With white water rafting, canyoning, bungee jumping, paragliding and more on offer from every second store, Baños is one of the adventure capitals of South America.
As we've done many of these activities before and I was still a little under the weather, we opted for a more chilled couple of days.
On our first afternoon there we explored the town, got a cheap lunch, bought some rock candy and walked to one of the waterfalls and thermal baths close to town.
For most of the time in Baños we stayed at Hostal Princessa Maria which was awesome. This had light and spacious rooms with a comfy bed and access to the best kitchen we have had to date on the trip. It is also literally across the street from the local markets that run 3 times a week where you can get plenty of awesome and ridiculously cheap local fruit and veg.
It's a very easy ride and you just follow the main road that goes from Baños to Puyo. You can ride the whole way to Puyo but by Rio Verde my butt was starting to ache a little. The road goes via heaps of different waterfalls which are cool to check out. The best of the falls by far is the Pailon del Diablo, located in Rio Verde. After being to Iguazu falls in January we weren't sure if any other waterfalls would ever cut it, but this one is pretty darn powerful and really impressive. There was even a real cool crawl through to get to the top of it and you can scramble into a little cove in the rock behind the falls. Needless to say, we were glad to have brought a plastic bag for our camera.
Heading back up to Baños was easy as there are plenty of trucks waiting around the falls at Rio Verde. We chucked our bikes in the back and clambered aboard for the easy cruise back. Most drivers will do the trip for about $10-15 US in total, so you can split the cost of the truck with other cyclists at the bottom - there is certainly no lack of them there.
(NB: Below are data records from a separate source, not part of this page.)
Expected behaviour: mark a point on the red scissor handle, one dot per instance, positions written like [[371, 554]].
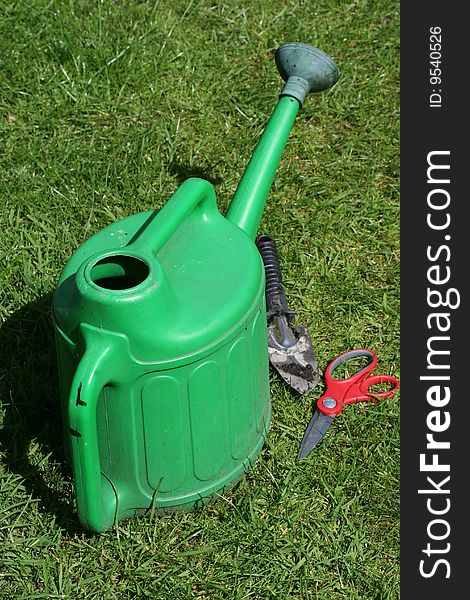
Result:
[[356, 388]]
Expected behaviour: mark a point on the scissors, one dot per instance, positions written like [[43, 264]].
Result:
[[340, 392]]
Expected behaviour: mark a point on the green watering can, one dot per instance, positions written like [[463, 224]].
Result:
[[160, 326]]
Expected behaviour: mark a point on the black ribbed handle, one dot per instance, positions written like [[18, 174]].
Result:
[[276, 302]]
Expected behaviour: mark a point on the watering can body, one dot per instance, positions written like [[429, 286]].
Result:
[[161, 334], [162, 347]]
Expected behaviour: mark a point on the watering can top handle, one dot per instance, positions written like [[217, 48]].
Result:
[[305, 69]]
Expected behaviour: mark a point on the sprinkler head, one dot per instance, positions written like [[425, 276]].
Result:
[[305, 69]]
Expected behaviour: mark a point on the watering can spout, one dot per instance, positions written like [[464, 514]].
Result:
[[304, 69]]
The scenery of the whole ride was absolutely beautiful following the edge of canyon and riverbed way below for the most part. Considering how traffic is in most of South America, we were initially a little stressed about riding on the shoulder of the main road. In the end we found this to be completely unwarranted with all Ecuadorian drivers giving us plenty of space and respect - even more so than drivers do back home!